In this analysis, we will use the mtcars dataset which is a dataset that was extracted from the 1974 Motor Trend US magazine, and comprises fuel consumption and 10 aspects of automobile design and performance for 32 automobiles (1973-74 models). The dataset is automatically available when you start R.
For more information about the dataset, use the R command: `help(mtcars)`
```{r load-data, message=FALSE}
data(mtcars)
glimpse(mtcars)
```
### Questions:
0. Using the `mtcars` data, quickly reason about the variables that we're interested in studying:
```{r}
mtcars %>%
ggplot() +
aes(x=mpg) +
geom_histogram(bins=10)
mtcars %>%
select(mpg, disp, hp, wt, drat) %>%
pairs(pch=19)
```
1. Using the `mtcars` data, run a linear regression to find the relationship between miles per gallon (`mpg`) on the left-hand-side as a function of displacement (`disp`), gross horsepower (`hp`), weight (`wt`), and rear axle ratio (`drat`) on the right-hand-side. That is, fit a regression of the following form:
$$
\widehat{mpg} = \hat{\beta_{0}} + \hat{\beta}_{1} disp + \hat{\beta}_{2}horse\_power + \hat{\beta}_{3}weight + \hat{\beta}_{4}drive\_ratio
$$
```{r}
```
2. For **each** of the following CLM assumptions, assess whether the assumption holds. Where possible, demonstrate multiple ways of assessing an assumption. When an assumption appears violated, state what steps you would take in response.
- I.I.D. data
- Linear conditional expectation
- No perfect collinearity
- Homoskedastic errors
- Normally distributed errors
```{r evaluate iid}
# goal:
# consequence if violated:
```
```{r evaluate linear conditional expectation}
# goal:
# consequence if violated:
```
```{r evaluate no perfect collinearity}
# goal:
# consequence if violated:
```
```{r evaluate homoskedastic errors}
# goal:
# consequence if violated:
```
```{r evaluate normally distributed errors}
# goal:
# consequence if violated:
```
3. In addition to the above, assess to what extent (imperfect) collinearity is affecting your inference.

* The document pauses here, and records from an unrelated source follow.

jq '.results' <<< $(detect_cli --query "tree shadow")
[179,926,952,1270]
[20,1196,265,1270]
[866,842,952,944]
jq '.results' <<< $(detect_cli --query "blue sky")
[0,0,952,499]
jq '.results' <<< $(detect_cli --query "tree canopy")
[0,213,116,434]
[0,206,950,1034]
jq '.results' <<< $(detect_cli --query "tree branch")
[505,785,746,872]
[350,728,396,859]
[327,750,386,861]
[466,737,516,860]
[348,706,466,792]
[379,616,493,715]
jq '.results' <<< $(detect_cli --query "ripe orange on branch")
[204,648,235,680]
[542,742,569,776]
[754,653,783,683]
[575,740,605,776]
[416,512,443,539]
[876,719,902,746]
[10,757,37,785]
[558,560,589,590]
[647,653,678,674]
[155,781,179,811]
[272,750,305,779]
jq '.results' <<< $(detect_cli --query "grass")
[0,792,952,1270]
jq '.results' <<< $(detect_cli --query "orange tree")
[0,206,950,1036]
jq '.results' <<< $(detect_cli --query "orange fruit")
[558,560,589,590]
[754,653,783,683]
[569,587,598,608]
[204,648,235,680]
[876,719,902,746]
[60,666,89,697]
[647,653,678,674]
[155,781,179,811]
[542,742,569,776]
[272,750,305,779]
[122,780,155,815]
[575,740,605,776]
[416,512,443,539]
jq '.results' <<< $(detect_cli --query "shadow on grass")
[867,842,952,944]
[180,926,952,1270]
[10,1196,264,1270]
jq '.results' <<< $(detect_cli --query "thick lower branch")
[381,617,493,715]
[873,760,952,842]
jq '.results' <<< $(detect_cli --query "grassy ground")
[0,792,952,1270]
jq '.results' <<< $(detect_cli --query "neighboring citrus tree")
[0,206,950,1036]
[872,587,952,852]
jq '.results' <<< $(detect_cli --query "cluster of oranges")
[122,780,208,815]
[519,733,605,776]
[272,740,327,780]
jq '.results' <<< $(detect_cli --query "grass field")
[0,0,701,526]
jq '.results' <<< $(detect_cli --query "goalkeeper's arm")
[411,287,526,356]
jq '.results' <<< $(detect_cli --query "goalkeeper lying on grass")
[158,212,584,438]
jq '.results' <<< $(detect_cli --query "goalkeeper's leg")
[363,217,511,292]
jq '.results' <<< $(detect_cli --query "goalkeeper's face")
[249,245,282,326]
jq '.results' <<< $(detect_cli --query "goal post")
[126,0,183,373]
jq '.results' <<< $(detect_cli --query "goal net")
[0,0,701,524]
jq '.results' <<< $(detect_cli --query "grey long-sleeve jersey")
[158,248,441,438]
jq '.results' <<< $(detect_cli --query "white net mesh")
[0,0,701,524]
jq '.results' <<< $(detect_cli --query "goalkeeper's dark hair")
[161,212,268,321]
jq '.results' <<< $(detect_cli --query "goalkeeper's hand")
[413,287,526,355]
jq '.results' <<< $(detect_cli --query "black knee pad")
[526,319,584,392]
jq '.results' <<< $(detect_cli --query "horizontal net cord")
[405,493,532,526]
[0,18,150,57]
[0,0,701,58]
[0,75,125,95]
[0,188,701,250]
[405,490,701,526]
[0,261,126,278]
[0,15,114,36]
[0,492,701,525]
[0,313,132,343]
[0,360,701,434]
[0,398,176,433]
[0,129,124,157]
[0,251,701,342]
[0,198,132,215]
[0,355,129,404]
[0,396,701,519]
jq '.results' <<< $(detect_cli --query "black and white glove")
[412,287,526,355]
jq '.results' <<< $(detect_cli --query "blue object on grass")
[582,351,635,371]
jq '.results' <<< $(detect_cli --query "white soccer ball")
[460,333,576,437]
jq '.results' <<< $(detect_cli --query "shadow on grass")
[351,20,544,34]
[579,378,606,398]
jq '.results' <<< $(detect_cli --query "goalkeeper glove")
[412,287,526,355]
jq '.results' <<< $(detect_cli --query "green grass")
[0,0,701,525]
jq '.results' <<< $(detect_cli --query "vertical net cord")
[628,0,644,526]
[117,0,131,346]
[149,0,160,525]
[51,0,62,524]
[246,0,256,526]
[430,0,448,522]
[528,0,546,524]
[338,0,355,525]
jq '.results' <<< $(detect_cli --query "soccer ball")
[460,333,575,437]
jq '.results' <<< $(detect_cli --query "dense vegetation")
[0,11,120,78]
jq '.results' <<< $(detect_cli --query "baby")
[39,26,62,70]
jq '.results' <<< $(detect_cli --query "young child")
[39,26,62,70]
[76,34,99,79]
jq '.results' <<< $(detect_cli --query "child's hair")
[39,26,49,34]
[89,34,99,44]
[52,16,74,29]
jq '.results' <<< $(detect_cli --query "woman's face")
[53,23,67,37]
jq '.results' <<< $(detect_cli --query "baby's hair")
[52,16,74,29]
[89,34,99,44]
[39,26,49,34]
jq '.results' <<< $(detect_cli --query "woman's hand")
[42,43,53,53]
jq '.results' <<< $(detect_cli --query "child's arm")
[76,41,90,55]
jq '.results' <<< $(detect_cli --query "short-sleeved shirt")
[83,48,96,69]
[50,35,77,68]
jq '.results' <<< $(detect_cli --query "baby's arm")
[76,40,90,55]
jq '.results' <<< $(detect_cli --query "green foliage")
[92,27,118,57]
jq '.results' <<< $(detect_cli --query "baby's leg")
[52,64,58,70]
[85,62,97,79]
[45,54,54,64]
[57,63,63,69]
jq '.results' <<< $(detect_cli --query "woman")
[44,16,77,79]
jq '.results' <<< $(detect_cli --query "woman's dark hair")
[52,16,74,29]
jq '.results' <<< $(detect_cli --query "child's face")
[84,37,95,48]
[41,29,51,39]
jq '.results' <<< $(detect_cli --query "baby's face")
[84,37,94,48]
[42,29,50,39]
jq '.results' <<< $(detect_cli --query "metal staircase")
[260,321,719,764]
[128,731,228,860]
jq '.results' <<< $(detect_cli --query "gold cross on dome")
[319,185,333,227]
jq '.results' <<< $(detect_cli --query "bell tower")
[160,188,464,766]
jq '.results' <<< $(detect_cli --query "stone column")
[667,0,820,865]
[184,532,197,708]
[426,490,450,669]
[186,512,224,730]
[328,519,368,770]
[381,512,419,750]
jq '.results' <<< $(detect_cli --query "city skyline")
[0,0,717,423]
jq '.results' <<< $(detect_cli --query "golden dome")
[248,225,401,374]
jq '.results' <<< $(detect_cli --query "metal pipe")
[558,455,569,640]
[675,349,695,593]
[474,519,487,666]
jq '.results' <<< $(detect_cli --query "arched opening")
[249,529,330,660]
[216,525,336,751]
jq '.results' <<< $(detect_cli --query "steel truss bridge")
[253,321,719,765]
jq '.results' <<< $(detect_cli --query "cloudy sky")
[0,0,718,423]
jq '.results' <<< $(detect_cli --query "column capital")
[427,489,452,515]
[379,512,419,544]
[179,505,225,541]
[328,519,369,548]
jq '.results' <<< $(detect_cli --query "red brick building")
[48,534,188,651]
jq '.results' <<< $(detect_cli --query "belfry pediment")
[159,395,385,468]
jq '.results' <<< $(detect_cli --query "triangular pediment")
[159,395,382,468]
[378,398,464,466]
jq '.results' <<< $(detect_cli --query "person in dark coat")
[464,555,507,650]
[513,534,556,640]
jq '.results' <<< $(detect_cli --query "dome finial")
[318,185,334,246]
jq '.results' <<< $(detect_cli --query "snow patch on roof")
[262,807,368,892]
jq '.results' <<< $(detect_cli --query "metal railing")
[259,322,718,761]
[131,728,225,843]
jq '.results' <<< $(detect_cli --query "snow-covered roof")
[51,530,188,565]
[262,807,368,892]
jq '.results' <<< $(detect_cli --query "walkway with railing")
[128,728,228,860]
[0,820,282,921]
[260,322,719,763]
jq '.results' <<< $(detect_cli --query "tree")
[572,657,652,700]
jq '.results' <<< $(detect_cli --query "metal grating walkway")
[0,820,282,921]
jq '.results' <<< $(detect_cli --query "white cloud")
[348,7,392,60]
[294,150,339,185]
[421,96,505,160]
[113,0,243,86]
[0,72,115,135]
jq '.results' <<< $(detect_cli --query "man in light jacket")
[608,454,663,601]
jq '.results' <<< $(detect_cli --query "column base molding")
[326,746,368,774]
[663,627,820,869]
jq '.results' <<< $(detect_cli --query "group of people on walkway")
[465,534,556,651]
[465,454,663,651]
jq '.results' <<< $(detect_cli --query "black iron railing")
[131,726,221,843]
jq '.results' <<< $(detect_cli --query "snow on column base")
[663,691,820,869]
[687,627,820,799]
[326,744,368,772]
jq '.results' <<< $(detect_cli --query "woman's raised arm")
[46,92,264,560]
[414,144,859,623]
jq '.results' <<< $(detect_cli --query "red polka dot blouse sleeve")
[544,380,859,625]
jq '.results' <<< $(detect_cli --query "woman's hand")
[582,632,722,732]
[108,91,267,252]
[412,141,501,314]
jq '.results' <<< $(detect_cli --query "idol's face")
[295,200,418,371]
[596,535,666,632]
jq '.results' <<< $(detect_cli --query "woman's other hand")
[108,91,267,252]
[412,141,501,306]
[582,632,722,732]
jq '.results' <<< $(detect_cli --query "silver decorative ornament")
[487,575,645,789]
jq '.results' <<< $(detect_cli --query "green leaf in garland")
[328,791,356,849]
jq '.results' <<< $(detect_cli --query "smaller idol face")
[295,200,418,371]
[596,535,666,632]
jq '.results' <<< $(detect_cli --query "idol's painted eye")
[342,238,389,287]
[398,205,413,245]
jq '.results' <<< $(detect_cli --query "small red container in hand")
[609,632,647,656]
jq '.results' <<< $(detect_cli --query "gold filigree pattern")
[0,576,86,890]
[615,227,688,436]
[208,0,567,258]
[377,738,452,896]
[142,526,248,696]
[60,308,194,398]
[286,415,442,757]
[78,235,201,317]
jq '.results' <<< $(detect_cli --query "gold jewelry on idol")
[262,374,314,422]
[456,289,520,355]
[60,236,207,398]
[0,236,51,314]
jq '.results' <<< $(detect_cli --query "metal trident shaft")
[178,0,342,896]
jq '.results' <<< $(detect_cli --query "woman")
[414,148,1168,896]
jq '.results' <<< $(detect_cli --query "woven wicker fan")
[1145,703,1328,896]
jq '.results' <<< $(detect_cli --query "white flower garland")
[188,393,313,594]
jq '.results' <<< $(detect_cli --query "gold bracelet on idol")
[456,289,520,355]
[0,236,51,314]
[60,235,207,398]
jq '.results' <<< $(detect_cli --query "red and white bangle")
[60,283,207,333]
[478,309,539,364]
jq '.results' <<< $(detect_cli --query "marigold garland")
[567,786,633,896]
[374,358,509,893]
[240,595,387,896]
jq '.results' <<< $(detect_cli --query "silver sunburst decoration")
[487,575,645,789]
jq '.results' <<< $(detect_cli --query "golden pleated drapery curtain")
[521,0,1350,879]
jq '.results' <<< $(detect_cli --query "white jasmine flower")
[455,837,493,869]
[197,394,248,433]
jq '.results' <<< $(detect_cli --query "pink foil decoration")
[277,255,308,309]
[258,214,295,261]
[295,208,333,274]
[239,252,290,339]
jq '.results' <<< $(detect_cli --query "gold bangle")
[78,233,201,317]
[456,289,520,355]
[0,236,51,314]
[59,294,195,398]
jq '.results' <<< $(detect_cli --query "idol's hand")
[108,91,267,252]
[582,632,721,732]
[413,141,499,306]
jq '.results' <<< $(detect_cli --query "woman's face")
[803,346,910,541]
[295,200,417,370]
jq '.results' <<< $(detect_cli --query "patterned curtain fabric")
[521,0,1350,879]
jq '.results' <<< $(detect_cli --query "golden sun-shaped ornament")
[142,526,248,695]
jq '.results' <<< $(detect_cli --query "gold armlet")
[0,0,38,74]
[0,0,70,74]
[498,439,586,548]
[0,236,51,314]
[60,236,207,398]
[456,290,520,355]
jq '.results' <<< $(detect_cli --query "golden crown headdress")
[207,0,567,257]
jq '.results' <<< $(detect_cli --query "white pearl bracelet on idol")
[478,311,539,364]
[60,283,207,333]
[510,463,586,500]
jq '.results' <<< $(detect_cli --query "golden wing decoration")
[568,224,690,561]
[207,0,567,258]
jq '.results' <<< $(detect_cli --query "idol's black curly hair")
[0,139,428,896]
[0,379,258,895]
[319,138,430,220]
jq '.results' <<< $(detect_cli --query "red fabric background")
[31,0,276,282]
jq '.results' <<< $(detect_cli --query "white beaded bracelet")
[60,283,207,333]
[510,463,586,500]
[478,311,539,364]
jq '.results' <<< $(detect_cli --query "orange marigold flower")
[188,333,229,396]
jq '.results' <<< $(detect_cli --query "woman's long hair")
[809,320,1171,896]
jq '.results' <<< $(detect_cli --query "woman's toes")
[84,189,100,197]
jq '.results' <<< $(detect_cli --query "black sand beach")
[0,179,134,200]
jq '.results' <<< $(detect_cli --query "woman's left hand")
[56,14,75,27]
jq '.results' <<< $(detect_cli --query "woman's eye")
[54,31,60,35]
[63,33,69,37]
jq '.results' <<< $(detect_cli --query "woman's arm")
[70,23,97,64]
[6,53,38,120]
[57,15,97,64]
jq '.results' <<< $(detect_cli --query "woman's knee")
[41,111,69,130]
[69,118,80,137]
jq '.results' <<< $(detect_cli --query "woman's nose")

4. Interpret the coefficient on horsepower.
5. Perform a hypothesis test to assess whether rear axle ratio has an effect on mpg. What assumptions need to be true for this hypothesis test to be informative? Are they?
6. Choose variable transformations (if any) for each variable, and try to better meet the assumptions of the CLM (which also maintaining the readability of your model).
7. (As time allows) report the results of both models in a nicely formatted regression table.